Freezing magnetic monopoles: How dipoles become monopoles and vice versa

Freezing magnetic monopoles: How dipoles become monopoles and vice versa: "Steady flows of magnetic monopoles are apparently impossible," Powell said, "but transient currents have been demonstrated, and one could imagine creating an alternating current, the magnetic equivalent of AC electricity..."

Normally all magnetic poles should be confined within two-pole couplets---the traditional magnetic dipole. However, at a low enough temperature, around 5 K, "frustration" among the magnetic atoms---they want to align with each other but can't because of the inherent geometry of the material---leads to a disordered state with strong, synchronized fluctuations. Unpaired magnetic poles can form amid this tumult. That is, particles (quasiparticle excitations, to be exact) in spin ice with a net magnetic "charge" can exist and move about. A gas of electric charges is called a "plasma," so some scientists refer to the analogous tenuous cloud of magnetic charges as a "monopole plasma."
Stephen Powell's paper, published presently in the journal Physical Review Letters, explores what happens when the fluctuations are frozen by, for example, still-colder temperatures or a high-strength magnetic field. He shows how the monopoles are confined into magnetically neutral dipoles again. He is the first to prescribe the phase transition from the monopole phase (also called the Coulomb phase since the monopoles feel the same inverse-square force effect as electric charges) into the pole-confined phase.

'Magnetricity' Behaves Like Electricity - Science News

'Magnetricity' Behaves Like Electricity - Science News: In 2009 Steven Bramwell of the University College of London found that sometimes a molecule squirms and flips. Two poles, a north and a south, are born. The molecule itself stays put, but these ghostly poles, which aren’t actually attached to a physical object, can move around independently of each other as chain reactions of flipping molecules carry them from pyramid to pyramid.
“Eventually they get so far apart that they lose all memory of each other,” says Bramwell. “The dipole splits in half and becomes two monopoles.”
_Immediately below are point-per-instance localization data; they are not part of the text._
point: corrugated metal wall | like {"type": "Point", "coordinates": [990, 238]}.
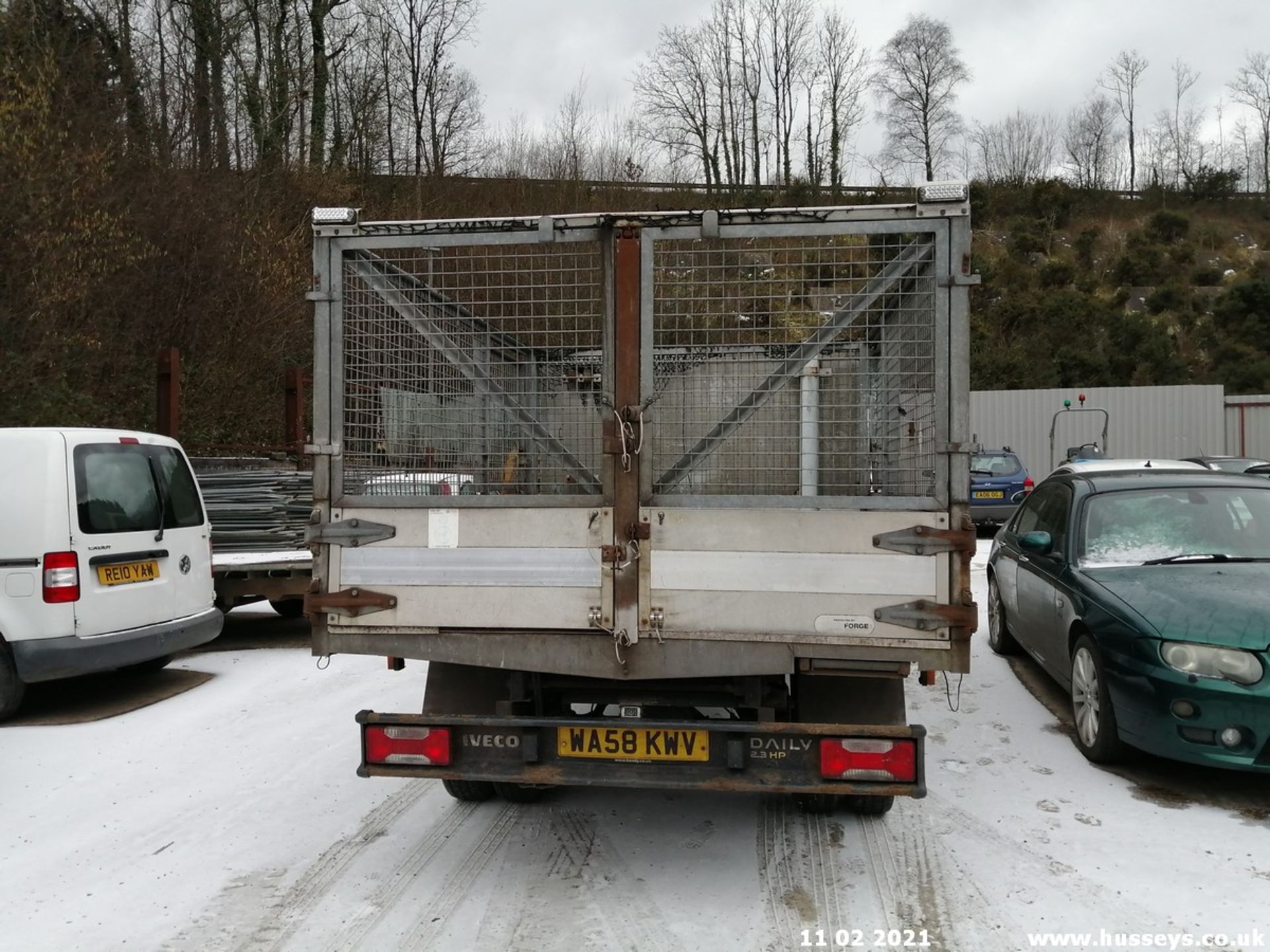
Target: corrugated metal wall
{"type": "Point", "coordinates": [1248, 426]}
{"type": "Point", "coordinates": [1144, 422]}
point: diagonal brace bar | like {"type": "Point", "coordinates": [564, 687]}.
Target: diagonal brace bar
{"type": "Point", "coordinates": [402, 292]}
{"type": "Point", "coordinates": [793, 366]}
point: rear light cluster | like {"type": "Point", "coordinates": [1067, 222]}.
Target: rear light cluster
{"type": "Point", "coordinates": [868, 760]}
{"type": "Point", "coordinates": [408, 746]}
{"type": "Point", "coordinates": [62, 578]}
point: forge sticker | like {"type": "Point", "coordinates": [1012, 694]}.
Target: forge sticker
{"type": "Point", "coordinates": [843, 625]}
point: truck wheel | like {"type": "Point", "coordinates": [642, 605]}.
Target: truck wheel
{"type": "Point", "coordinates": [521, 793]}
{"type": "Point", "coordinates": [869, 807]}
{"type": "Point", "coordinates": [817, 803]}
{"type": "Point", "coordinates": [288, 607]}
{"type": "Point", "coordinates": [12, 690]}
{"type": "Point", "coordinates": [469, 791]}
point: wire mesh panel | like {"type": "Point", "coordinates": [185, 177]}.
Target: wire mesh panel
{"type": "Point", "coordinates": [794, 366]}
{"type": "Point", "coordinates": [473, 370]}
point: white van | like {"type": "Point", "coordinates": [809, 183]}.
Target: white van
{"type": "Point", "coordinates": [105, 555]}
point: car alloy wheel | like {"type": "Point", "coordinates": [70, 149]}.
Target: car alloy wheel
{"type": "Point", "coordinates": [1085, 696]}
{"type": "Point", "coordinates": [1000, 639]}
{"type": "Point", "coordinates": [1096, 733]}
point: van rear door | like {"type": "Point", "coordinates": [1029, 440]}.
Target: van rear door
{"type": "Point", "coordinates": [140, 534]}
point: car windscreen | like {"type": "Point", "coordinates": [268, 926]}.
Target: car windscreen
{"type": "Point", "coordinates": [995, 465]}
{"type": "Point", "coordinates": [1138, 526]}
{"type": "Point", "coordinates": [116, 489]}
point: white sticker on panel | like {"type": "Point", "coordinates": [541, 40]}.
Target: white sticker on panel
{"type": "Point", "coordinates": [843, 623]}
{"type": "Point", "coordinates": [444, 528]}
Scientists create highly ordered artificial spin ice using nanotechnology

Scientists create highly ordered artificial spin ice using nanotechnology: "Artificial spin ice is built using nanotechnology and is made up of millions of tiny magnets, each thousands of times smaller than a grain of sand. The magnets exist in a lattice in what is known as a 'frustrated' structure. Like water ice, the geometry of the structure means that all of the interactions between the atoms cannot be satisfied at the same time."
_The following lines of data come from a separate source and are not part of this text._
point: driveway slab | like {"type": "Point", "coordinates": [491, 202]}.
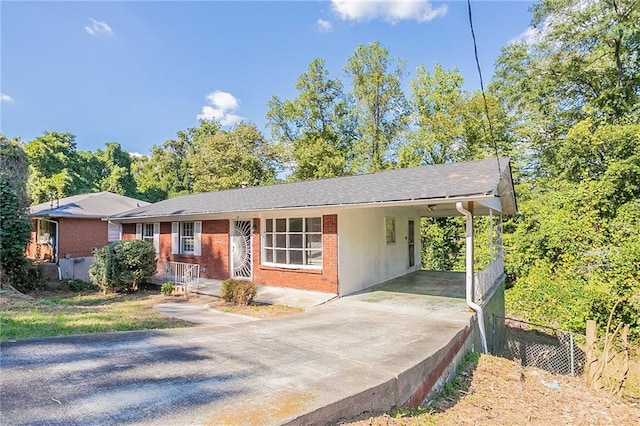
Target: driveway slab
{"type": "Point", "coordinates": [260, 372]}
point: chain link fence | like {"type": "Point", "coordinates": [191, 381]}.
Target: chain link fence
{"type": "Point", "coordinates": [534, 345]}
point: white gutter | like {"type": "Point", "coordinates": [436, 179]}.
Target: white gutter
{"type": "Point", "coordinates": [55, 248]}
{"type": "Point", "coordinates": [249, 213]}
{"type": "Point", "coordinates": [469, 275]}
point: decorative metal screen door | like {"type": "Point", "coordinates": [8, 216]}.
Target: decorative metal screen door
{"type": "Point", "coordinates": [241, 249]}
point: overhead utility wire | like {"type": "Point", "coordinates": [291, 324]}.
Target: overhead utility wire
{"type": "Point", "coordinates": [484, 97]}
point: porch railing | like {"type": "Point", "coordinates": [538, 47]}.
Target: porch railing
{"type": "Point", "coordinates": [488, 278]}
{"type": "Point", "coordinates": [180, 274]}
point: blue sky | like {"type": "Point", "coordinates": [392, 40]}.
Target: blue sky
{"type": "Point", "coordinates": [138, 72]}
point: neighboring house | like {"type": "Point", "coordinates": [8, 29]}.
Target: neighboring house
{"type": "Point", "coordinates": [66, 231]}
{"type": "Point", "coordinates": [336, 235]}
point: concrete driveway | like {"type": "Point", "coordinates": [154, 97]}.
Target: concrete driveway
{"type": "Point", "coordinates": [341, 357]}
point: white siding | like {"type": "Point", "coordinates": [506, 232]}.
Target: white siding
{"type": "Point", "coordinates": [364, 257]}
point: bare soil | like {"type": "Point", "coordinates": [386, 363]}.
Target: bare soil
{"type": "Point", "coordinates": [497, 391]}
{"type": "Point", "coordinates": [257, 310]}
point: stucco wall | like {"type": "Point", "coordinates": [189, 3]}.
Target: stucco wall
{"type": "Point", "coordinates": [365, 259]}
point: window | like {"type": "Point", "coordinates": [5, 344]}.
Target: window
{"type": "Point", "coordinates": [293, 241]}
{"type": "Point", "coordinates": [147, 232]}
{"type": "Point", "coordinates": [45, 232]}
{"type": "Point", "coordinates": [114, 231]}
{"type": "Point", "coordinates": [186, 237]}
{"type": "Point", "coordinates": [390, 229]}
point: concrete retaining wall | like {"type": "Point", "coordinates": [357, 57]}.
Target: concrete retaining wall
{"type": "Point", "coordinates": [409, 388]}
{"type": "Point", "coordinates": [75, 268]}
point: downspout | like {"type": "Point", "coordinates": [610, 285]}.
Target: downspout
{"type": "Point", "coordinates": [469, 274]}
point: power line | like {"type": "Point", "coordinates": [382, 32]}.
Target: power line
{"type": "Point", "coordinates": [484, 96]}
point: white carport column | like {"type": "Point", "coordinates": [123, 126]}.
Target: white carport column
{"type": "Point", "coordinates": [467, 210]}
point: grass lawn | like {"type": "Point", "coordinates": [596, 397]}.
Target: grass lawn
{"type": "Point", "coordinates": [63, 313]}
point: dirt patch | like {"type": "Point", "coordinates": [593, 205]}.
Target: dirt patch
{"type": "Point", "coordinates": [258, 310]}
{"type": "Point", "coordinates": [499, 391]}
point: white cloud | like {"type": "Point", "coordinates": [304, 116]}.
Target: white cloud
{"type": "Point", "coordinates": [97, 28]}
{"type": "Point", "coordinates": [386, 10]}
{"type": "Point", "coordinates": [323, 26]}
{"type": "Point", "coordinates": [222, 107]}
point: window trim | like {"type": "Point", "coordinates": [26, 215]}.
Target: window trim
{"type": "Point", "coordinates": [177, 238]}
{"type": "Point", "coordinates": [265, 246]}
{"type": "Point", "coordinates": [40, 235]}
{"type": "Point", "coordinates": [145, 227]}
{"type": "Point", "coordinates": [184, 238]}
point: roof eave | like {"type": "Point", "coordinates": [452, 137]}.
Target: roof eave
{"type": "Point", "coordinates": [487, 197]}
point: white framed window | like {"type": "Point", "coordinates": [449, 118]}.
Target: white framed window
{"type": "Point", "coordinates": [390, 229]}
{"type": "Point", "coordinates": [114, 232]}
{"type": "Point", "coordinates": [186, 237]}
{"type": "Point", "coordinates": [294, 241]}
{"type": "Point", "coordinates": [45, 231]}
{"type": "Point", "coordinates": [149, 232]}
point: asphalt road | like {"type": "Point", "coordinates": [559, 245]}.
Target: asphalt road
{"type": "Point", "coordinates": [260, 372]}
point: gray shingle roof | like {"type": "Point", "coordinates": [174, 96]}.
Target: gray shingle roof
{"type": "Point", "coordinates": [474, 178]}
{"type": "Point", "coordinates": [92, 205]}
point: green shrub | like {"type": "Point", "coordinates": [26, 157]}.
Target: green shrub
{"type": "Point", "coordinates": [167, 288]}
{"type": "Point", "coordinates": [123, 265]}
{"type": "Point", "coordinates": [240, 292]}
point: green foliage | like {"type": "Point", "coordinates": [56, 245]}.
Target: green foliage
{"type": "Point", "coordinates": [240, 292]}
{"type": "Point", "coordinates": [381, 107]}
{"type": "Point", "coordinates": [167, 288]}
{"type": "Point", "coordinates": [122, 265]}
{"type": "Point", "coordinates": [117, 177]}
{"type": "Point", "coordinates": [450, 123]}
{"type": "Point", "coordinates": [231, 158]}
{"type": "Point", "coordinates": [15, 225]}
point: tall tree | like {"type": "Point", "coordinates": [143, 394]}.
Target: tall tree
{"type": "Point", "coordinates": [316, 129]}
{"type": "Point", "coordinates": [380, 104]}
{"type": "Point", "coordinates": [231, 159]}
{"type": "Point", "coordinates": [15, 225]}
{"type": "Point", "coordinates": [53, 166]}
{"type": "Point", "coordinates": [581, 64]}
{"type": "Point", "coordinates": [117, 177]}
{"type": "Point", "coordinates": [166, 173]}
{"type": "Point", "coordinates": [574, 92]}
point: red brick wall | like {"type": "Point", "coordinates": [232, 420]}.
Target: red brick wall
{"type": "Point", "coordinates": [325, 280]}
{"type": "Point", "coordinates": [78, 237]}
{"type": "Point", "coordinates": [35, 250]}
{"type": "Point", "coordinates": [214, 262]}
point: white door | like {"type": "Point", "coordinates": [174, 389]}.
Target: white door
{"type": "Point", "coordinates": [241, 249]}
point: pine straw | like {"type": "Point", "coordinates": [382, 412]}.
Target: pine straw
{"type": "Point", "coordinates": [501, 392]}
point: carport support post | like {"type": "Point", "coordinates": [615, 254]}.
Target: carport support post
{"type": "Point", "coordinates": [467, 211]}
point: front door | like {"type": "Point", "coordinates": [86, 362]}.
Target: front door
{"type": "Point", "coordinates": [241, 249]}
{"type": "Point", "coordinates": [412, 244]}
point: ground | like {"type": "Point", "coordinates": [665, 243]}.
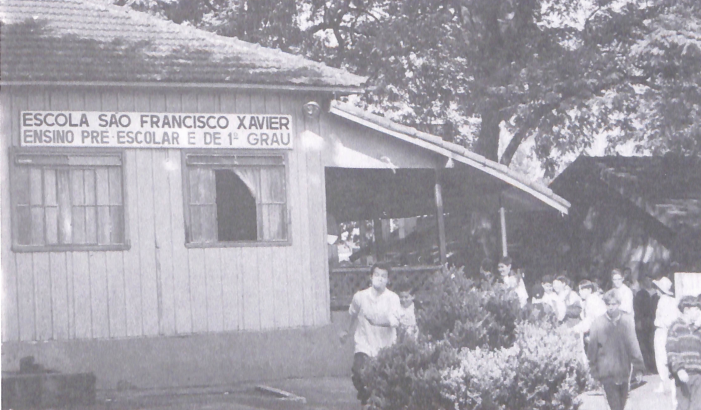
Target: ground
{"type": "Point", "coordinates": [320, 394]}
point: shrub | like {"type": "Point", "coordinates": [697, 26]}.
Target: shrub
{"type": "Point", "coordinates": [456, 311]}
{"type": "Point", "coordinates": [542, 371]}
{"type": "Point", "coordinates": [409, 375]}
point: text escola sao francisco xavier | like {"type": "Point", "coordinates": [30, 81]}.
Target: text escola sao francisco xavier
{"type": "Point", "coordinates": [154, 130]}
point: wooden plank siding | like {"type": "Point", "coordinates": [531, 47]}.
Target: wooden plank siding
{"type": "Point", "coordinates": [159, 286]}
{"type": "Point", "coordinates": [10, 308]}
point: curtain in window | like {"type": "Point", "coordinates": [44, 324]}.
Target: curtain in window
{"type": "Point", "coordinates": [203, 205]}
{"type": "Point", "coordinates": [267, 186]}
{"type": "Point", "coordinates": [271, 204]}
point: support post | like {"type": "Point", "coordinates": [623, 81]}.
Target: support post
{"type": "Point", "coordinates": [504, 242]}
{"type": "Point", "coordinates": [440, 219]}
{"type": "Point", "coordinates": [379, 239]}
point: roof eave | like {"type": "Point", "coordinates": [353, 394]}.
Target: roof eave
{"type": "Point", "coordinates": [331, 89]}
{"type": "Point", "coordinates": [473, 160]}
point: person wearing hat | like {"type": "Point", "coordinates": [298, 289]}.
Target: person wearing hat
{"type": "Point", "coordinates": [665, 315]}
{"type": "Point", "coordinates": [684, 353]}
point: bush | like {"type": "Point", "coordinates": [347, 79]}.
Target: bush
{"type": "Point", "coordinates": [508, 358]}
{"type": "Point", "coordinates": [542, 371]}
{"type": "Point", "coordinates": [409, 375]}
{"type": "Point", "coordinates": [456, 311]}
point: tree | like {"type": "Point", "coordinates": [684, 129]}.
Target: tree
{"type": "Point", "coordinates": [561, 72]}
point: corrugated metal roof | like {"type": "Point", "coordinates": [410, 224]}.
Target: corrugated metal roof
{"type": "Point", "coordinates": [93, 41]}
{"type": "Point", "coordinates": [457, 152]}
{"type": "Point", "coordinates": [667, 188]}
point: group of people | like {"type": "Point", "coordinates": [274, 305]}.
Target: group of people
{"type": "Point", "coordinates": [612, 342]}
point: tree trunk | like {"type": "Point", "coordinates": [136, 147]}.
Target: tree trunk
{"type": "Point", "coordinates": [487, 143]}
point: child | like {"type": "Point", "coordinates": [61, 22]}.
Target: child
{"type": "Point", "coordinates": [405, 314]}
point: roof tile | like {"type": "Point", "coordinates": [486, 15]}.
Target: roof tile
{"type": "Point", "coordinates": [79, 40]}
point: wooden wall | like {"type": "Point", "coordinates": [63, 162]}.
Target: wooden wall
{"type": "Point", "coordinates": [159, 287]}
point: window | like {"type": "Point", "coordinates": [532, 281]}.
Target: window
{"type": "Point", "coordinates": [67, 201]}
{"type": "Point", "coordinates": [235, 198]}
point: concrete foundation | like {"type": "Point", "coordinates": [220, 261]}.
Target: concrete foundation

Magnetic monopole deficit hints that hunt is futile - New Scientist - New Scientist

Magnetic monopole deficit hints that hunt is futile: Unlike electric charges, which abound as individual positives and negatives, magnets seem always to have both a north and south end. Yet monopoles pop up in descriptions of the early universe and also help to explain why electric charges come in discrete "quanta". If monopoles actually exist, will we ever spot one?

Our best hope may be to capture a relic monopole from the early universe, but the likelihood of this depends on how many there are near us. The limit on the number of such high-speed relic monopoles that could inhabit the Milky Way without sapping its magnetic field is called the "Parker bound".

Now readings from ANITA, a balloon-borne neutrino telescope based in Antarctica that can also detect monopoles, suggest that the maximum is just 1/10,000th of the Parker bound for monopoles moving close to the speed of light, says David Besson at the University of Kansas, Lawrence, and colleagues.

Hot on the trails of the mysterious monopole - physics-math - 04 September 2009 - New Scientist

Hot on the trails of the mysterious monopole: "Spin ice is a kind of crystalline material with essentially the same atomic arrangements as water ice. Last year, researchers demonstrated that certain states of spin ice would create monopoles that rove about the crystal. The monopoles would be seen as disturbances moving through the spins of atoms within the crystal.  Now two separate groups claim to have seen just that."